= Indus GT =

Floppy disk drive

The Indus GT is a 5 1/4-inch floppy disk drive that was introduced by Indus Systems in 1983 for the Atari 8-bit computers. It was later released for the Apple II and Commodore 64. On the Atari, it was widely regarded as the best drive of the era, with the most features, highest performance, and even best industrial design. They were known for the advertising slogan, "Turn your Atari into a Ferrari." The GT was sold until around 1987, at which point the rights were sold to Logical Design Works and reintroduced as the LDW Super 2000, sold primarily into Poland, and the CA-2001, sold into the US.

The GT drive is housed in a black metal case and the opening in the front for the floppy was covered by a flip-open smoked plexiglass door that makes the unit look completely sealed when closed. A two-digit seven-segment LED display is on the face of the unit behind the door, but remains readable even with the door closed. Buttons beside the display allow the user to select among track number, most recent error code, and the type of formatting on the disk, single, enhanced (or dual), or double-density. A fourth button enables write protection, while a real-panel switch lets the user to select the default format.

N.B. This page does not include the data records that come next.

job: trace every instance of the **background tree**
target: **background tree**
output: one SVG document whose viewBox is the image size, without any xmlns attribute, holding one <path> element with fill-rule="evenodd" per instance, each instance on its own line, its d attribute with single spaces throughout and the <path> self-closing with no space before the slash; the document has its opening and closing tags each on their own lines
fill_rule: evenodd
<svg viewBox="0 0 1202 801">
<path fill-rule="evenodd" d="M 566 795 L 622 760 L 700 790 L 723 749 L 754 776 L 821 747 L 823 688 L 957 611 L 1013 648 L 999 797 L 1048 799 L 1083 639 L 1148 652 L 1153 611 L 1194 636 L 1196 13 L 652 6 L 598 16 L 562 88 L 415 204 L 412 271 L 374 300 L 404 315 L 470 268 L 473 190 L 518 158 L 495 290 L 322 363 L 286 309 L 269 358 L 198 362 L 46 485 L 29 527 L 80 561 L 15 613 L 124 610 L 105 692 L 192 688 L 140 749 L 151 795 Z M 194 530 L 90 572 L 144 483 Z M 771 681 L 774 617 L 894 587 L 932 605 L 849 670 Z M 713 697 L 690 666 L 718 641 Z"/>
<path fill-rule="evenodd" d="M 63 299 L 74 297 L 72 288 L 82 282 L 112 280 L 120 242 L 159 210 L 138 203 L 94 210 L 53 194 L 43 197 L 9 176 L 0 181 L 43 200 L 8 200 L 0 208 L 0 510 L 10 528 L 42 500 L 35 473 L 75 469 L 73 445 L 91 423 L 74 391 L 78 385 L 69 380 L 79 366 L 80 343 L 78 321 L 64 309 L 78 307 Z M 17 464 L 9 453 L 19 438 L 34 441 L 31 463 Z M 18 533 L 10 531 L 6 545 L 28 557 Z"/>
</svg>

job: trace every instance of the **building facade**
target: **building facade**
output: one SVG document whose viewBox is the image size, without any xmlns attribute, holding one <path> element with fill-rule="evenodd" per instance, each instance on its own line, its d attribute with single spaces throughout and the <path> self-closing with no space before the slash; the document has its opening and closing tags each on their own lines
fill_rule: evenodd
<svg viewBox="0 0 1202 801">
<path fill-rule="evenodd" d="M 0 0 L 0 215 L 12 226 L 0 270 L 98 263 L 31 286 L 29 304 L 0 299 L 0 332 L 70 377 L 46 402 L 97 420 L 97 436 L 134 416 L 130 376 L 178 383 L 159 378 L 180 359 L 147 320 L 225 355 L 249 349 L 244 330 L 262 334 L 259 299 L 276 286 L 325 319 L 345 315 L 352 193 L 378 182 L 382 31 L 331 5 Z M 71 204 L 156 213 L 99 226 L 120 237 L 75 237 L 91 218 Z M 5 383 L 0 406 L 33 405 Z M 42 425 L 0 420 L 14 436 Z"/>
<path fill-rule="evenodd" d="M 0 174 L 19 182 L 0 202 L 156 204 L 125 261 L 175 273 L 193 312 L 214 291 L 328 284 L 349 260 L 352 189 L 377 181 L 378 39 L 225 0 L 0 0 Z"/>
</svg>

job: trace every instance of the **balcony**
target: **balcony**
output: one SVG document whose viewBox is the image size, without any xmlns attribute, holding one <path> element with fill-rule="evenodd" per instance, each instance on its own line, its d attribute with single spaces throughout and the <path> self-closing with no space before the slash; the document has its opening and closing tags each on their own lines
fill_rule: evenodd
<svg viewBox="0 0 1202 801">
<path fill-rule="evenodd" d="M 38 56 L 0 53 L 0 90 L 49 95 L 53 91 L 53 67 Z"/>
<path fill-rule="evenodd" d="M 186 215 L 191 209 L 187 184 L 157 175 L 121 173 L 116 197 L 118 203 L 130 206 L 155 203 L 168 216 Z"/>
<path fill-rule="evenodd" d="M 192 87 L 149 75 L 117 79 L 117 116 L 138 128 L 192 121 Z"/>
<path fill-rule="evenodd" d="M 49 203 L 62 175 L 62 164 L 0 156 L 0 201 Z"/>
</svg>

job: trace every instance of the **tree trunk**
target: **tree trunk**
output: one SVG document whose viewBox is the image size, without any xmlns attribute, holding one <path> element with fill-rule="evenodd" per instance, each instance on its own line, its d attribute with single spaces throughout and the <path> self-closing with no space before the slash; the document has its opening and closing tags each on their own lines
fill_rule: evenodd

The drive was based on the Tandon TM50 half-height mechanism connected to a Western Digital 2797 drive controller. The connection to the host computer was controlled by a Zilog Z80. A later upgrade from Indus, the RAMCharger, added 64 kB of random-access memory (RAM) and a PAL chip that allowed the drive to run CP/M software.

For Atari users, the drive shipped with DOS XL from Optimized Systems Software, authors of the original Atari DOS. DOS XL added support for double-density disks although it could still format and read and write single-density disks for use with other Atari drives. It did not, however, support the "enhanced" density mode introduced on the Atari 1050, although the drive itself could be used with such disks if the host machine was booted with Atari DOS 2.5 instead of DOS XL.

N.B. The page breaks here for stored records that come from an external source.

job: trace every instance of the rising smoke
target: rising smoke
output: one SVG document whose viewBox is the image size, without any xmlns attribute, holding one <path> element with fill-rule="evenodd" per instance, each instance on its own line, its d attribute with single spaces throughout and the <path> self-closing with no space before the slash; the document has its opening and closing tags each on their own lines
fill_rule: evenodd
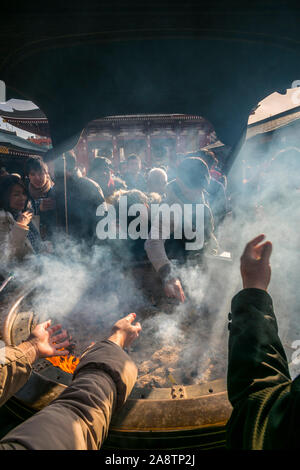
<svg viewBox="0 0 300 470">
<path fill-rule="evenodd" d="M 32 309 L 39 320 L 63 323 L 74 339 L 81 336 L 84 348 L 136 311 L 143 331 L 132 354 L 142 374 L 171 370 L 177 382 L 187 383 L 225 377 L 227 314 L 242 288 L 239 258 L 250 239 L 265 233 L 273 243 L 270 294 L 279 335 L 287 346 L 299 339 L 300 150 L 280 151 L 281 136 L 280 130 L 274 133 L 263 152 L 255 142 L 241 149 L 228 175 L 233 214 L 218 228 L 220 252 L 229 251 L 231 260 L 207 258 L 202 266 L 179 268 L 184 304 L 145 292 L 131 269 L 114 258 L 113 246 L 86 250 L 58 238 L 56 256 L 41 255 L 14 270 L 19 280 L 38 286 Z M 159 356 L 167 357 L 164 367 Z"/>
</svg>

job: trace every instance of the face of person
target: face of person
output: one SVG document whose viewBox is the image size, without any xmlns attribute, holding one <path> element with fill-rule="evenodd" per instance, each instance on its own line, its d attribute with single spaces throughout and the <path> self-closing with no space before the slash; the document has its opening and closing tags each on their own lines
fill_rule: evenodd
<svg viewBox="0 0 300 470">
<path fill-rule="evenodd" d="M 47 173 L 44 170 L 30 170 L 29 181 L 35 188 L 39 189 L 44 186 L 47 182 Z"/>
<path fill-rule="evenodd" d="M 131 175 L 137 175 L 141 169 L 141 162 L 139 160 L 129 160 L 127 162 L 127 171 Z"/>
<path fill-rule="evenodd" d="M 12 187 L 10 197 L 9 197 L 9 207 L 17 211 L 22 211 L 25 207 L 27 201 L 27 196 L 19 184 L 15 184 Z"/>
</svg>

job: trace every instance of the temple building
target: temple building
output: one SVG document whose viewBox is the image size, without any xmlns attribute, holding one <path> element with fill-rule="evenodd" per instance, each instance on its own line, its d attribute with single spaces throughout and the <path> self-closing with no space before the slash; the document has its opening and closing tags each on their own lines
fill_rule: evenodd
<svg viewBox="0 0 300 470">
<path fill-rule="evenodd" d="M 43 156 L 47 147 L 18 137 L 16 132 L 0 129 L 0 168 L 9 173 L 23 174 L 24 163 L 29 156 Z"/>
<path fill-rule="evenodd" d="M 0 111 L 4 122 L 50 138 L 46 116 L 40 109 Z M 89 168 L 96 154 L 112 159 L 115 168 L 131 153 L 144 167 L 166 163 L 174 153 L 186 153 L 216 143 L 213 126 L 201 116 L 157 114 L 108 116 L 90 122 L 74 149 L 78 163 Z"/>
</svg>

Indus later introduced their own speed improvement, "Synchromesh", which doubled the transfer speed over the SIO bus to 38.4 kbit/s. A later version, "SuperSynchromesh", improved this further to 68 kbit/s. One complaint was that the Synchromesh software took a long time to load, so modified boot disks appeared to improve this. It was considered a high-quality unit, regarded by many as the best floppy drive available for 8-bit Ataris.

It was advertised as being over 400% as fast as the Commodore 1541 and has an internal "ROM drive" with DOS utility software, but suffers, as do many third-party Commodore-1541-imitation drives, from being less than 100% 1541-compatible.